Viúva há 27 anos, vive sozinha e diz não ter uma vida social activa. “Há quem me pergunte por que não vou passear para o Jardim da Estrela. Mas o que vou lá fazer, olhar para as árvores?”. Frequentar um centro de convívio também está completamente fora de hipótese. “No fundo, aqui convivo com centenas de pessoas. Mas fora do Banco sou um bocado bicho-do-mato”, confessa. Adelaide considera-se uma excepção entre as pessoas da sua idade. “Tenho saúde. Embora a cabeça já me vá falhando, aqui sou outra pessoa”. Considera-se uma pessoa com sorte: “Muitas amigas minhas estão doentes ou até em lares”.

Voluntários portugueses ainda são uma percentagem pequena

Ernesto e Adelaide encaixam bem no perfil de voluntário traçado pelo Instituto Nacional de Estatística em 2012, que concluiu que 7,3% dos portugueses com mais de 65 anos faziam voluntariado, a maioria na área social. No total, o INE apurou que 11,5% da população portuguesa fazia trabalho voluntário, uma taxa bastante inferior à de outros países europeus, como a Holanda, onde essa percentagem está acima dos 57%.

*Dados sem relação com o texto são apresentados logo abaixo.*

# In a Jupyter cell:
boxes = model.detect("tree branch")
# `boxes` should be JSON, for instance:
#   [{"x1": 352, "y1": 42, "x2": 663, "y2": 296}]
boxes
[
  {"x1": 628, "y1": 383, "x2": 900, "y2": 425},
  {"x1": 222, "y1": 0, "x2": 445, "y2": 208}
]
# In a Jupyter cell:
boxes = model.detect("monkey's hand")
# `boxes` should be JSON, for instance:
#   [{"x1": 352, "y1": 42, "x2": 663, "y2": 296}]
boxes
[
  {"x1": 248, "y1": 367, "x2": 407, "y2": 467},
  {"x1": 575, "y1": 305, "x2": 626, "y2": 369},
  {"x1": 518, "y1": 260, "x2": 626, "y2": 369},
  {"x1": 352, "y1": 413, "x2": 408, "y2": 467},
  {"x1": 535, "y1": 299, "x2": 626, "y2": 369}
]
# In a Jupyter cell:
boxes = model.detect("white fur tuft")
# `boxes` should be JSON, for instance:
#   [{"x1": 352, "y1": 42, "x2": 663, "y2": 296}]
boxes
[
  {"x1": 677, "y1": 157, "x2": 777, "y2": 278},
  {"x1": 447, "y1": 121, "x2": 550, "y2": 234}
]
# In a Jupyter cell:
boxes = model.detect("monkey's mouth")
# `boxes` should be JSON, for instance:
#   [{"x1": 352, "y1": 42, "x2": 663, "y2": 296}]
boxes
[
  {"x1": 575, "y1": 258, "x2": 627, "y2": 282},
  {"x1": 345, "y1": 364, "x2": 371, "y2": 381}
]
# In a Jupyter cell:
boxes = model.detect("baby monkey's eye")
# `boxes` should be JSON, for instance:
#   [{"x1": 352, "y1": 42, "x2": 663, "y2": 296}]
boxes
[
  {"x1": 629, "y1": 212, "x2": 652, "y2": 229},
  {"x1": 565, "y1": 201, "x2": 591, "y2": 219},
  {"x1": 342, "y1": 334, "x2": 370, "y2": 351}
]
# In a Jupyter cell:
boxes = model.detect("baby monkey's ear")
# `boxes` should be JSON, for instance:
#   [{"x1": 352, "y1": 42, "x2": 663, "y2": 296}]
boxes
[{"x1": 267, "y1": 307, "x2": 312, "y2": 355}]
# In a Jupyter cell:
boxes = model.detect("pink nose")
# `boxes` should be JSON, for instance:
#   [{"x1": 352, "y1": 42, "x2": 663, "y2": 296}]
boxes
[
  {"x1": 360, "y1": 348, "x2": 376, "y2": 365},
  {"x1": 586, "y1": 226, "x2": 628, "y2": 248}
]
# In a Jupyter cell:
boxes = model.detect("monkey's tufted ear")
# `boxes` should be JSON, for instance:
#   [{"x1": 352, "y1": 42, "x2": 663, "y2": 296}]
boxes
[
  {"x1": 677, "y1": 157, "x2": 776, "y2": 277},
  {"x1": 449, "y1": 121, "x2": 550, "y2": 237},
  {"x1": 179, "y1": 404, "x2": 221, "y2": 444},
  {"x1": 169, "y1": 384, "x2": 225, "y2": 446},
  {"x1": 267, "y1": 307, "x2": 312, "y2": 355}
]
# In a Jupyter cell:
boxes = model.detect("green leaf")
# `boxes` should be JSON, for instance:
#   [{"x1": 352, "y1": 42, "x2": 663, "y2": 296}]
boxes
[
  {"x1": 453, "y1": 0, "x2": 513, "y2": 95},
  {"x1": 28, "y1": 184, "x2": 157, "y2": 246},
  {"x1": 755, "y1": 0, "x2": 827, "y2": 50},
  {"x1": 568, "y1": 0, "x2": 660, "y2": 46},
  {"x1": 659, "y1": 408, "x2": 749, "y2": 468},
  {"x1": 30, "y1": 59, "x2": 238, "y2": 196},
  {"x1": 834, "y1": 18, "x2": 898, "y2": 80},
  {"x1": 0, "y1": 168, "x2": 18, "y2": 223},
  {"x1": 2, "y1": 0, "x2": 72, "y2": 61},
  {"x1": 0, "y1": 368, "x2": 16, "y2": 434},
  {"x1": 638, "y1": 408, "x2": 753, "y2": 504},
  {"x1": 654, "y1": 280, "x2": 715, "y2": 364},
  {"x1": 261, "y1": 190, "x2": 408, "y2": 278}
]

Segundo Isabel Jonet, presidente da instituição, no Banco Alimentar os séniores estão em maioria entre os 650 voluntários assíduos. São 70% e, dentro deste grupo de idosos, metade está acima dos 75 anos. Nas recolhas que o Banco Alimentar faz duas vezes por ano nos supermercados, normalmente 30% do total dos voluntários que participam nestas acções, ou seja, mais de 40 mil, são idosos.

Não há dados actualizados sobre o número de idosos voluntários mas Isabel Jonet acredita que rondem os 70% do total. O Conselho Nacional de Promoção do Voluntariado, organismo que ajudou a dinamizar mais de 200 bancos locais de voluntariado em todo o país, tem apostado na promoção do voluntariado como forma de envelhecimento activo. Normalmente, o voluntariado na terceira idade acontece em pessoas que já o faziam antes. “Quando se reformam, no caso dos homens, ou quando os filhos estão crescidos, no caso das mulheres, passam a ter mais disponibilidade”.